Why Attend This Webinar?
- Navigate Complexity with Confidence: Understand how to standardise local procedures in line with global SOPs while respecting regional regulatory requirements.
- Enhance Collaboration: Navigate strategies to foster effective two-way communication between global and local PV teams.
- Drive Compliance Through Clarity: Learn how clear roles, responsibilities, and oversight mechanisms reduce compliance gaps and enhance global-local collaboration.
- Real-World Insights: Dive into a detailed case study showcasing successful integration of local PV activities into global processes through strengthened governance and standardized procedures.
About the Speakers
Dr Kanwalpreet Kaur, MBBS
Qualified Person for Pharmacovigilance (QPPV) and Head of the Strategic Development Group
Dr Kanwalpreet Kaur is a physician by training with over 18 years of experience in clinical practice, healthcare operations, and pharmacovigilance (PV). She brings end to end expertise in PV and clinical safety, including more than a decade of specialised experience in risk management and safety surveillance. Dr Kaur has extensive experience across a broad portfolio of medicinal products, including vaccines, biologics, medical devices, and advanced therapies, spanning multiple therapeutic areas such as cardiology, immunology, and oncology.
Dr Kaur combines strong medical judgement with hands-on proficiency across a wide range of global PV systems and tools. She has played a pivotal role in regulatory inspections and audits, contributing to successful outcomes and ensuring ongoing compliance with global PV requirements. Recognised as a subject matter expert, Dr Kaur has supported global biopharmaceutical organisations through complex PV transitions, delivering optimised PV processes, strengthened inspection readiness, and effective alignment between local and global operating models.

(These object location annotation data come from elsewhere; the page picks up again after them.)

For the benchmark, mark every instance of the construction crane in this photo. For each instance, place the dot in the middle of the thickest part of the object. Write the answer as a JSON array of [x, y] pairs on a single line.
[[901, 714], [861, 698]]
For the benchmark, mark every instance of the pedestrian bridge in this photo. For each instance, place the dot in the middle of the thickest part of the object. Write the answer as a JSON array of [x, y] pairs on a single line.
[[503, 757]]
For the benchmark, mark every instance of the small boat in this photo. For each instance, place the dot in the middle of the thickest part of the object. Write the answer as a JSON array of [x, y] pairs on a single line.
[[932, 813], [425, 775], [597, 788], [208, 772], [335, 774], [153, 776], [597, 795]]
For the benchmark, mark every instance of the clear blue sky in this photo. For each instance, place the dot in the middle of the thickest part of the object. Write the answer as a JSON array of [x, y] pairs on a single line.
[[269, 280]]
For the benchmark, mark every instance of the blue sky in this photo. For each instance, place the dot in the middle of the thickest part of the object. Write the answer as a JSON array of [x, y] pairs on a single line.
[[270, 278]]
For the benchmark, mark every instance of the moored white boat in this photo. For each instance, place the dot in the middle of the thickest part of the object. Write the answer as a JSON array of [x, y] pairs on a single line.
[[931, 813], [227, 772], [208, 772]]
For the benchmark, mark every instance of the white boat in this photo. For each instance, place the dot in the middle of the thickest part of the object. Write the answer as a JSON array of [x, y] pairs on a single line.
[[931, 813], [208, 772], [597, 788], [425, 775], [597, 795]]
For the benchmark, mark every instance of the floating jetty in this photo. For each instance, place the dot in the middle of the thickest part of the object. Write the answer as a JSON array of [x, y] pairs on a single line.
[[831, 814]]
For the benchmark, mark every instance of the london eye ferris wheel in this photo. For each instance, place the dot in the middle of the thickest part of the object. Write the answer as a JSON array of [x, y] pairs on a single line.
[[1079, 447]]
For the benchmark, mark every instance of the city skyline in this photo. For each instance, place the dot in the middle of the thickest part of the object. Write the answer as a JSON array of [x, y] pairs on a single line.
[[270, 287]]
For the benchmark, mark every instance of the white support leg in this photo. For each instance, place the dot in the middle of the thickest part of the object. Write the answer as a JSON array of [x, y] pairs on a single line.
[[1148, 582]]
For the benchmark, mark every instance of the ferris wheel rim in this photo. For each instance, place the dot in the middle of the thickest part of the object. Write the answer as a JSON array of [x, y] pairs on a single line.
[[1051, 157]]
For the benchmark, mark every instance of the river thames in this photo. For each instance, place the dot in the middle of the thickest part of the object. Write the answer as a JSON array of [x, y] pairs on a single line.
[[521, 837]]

Dr Kaur currently serves as QPPV and Head of the Strategic Development Group at APCER Life Sciences. In this role, she provides strategic medical and scientific leadership and oversees business continuity planning and regulatory intelligence, ensuring proactive monitoring and interpretation of evolving global PV regulations. Dr Kaur is also actively engaged in organisational learning and strengthening capabilities while driving innovation across PV and clinical safety functions.
Binoy Sharma
Vice President, Pharmacovigilance
Binoy Sharma is a seasoned Pharmacovigilance leader with over 18 years of experience across pharmaceutical companies and CROs, with deep expertise spanning the full spectrum of PV domains. Currently serving as Vice President – Pharmacovigilance, he drives both strategic vision and operational excellence in global drug safety, leading initiatives in regulatory compliance and the adoption of innovative technologies.
He works with pharmaceutical organizations to address complex operational challenges across all pharmacovigilance verticals and brings extensive experience in managing major safety databases and systems. Binoy has successfully led large, cross-functional teams and managed complex integrations of QPPV and Local QPPV frameworks, ensuring robust governance and seamless regulatory alignment across regions.
His expertise encompasses end-to-end pharmacovigilance systems, including leading audits and regulatory inspections. Binoy consistently delivers scalable, high-quality safety solutions that strengthen compliance and enhance patient safety outcomes.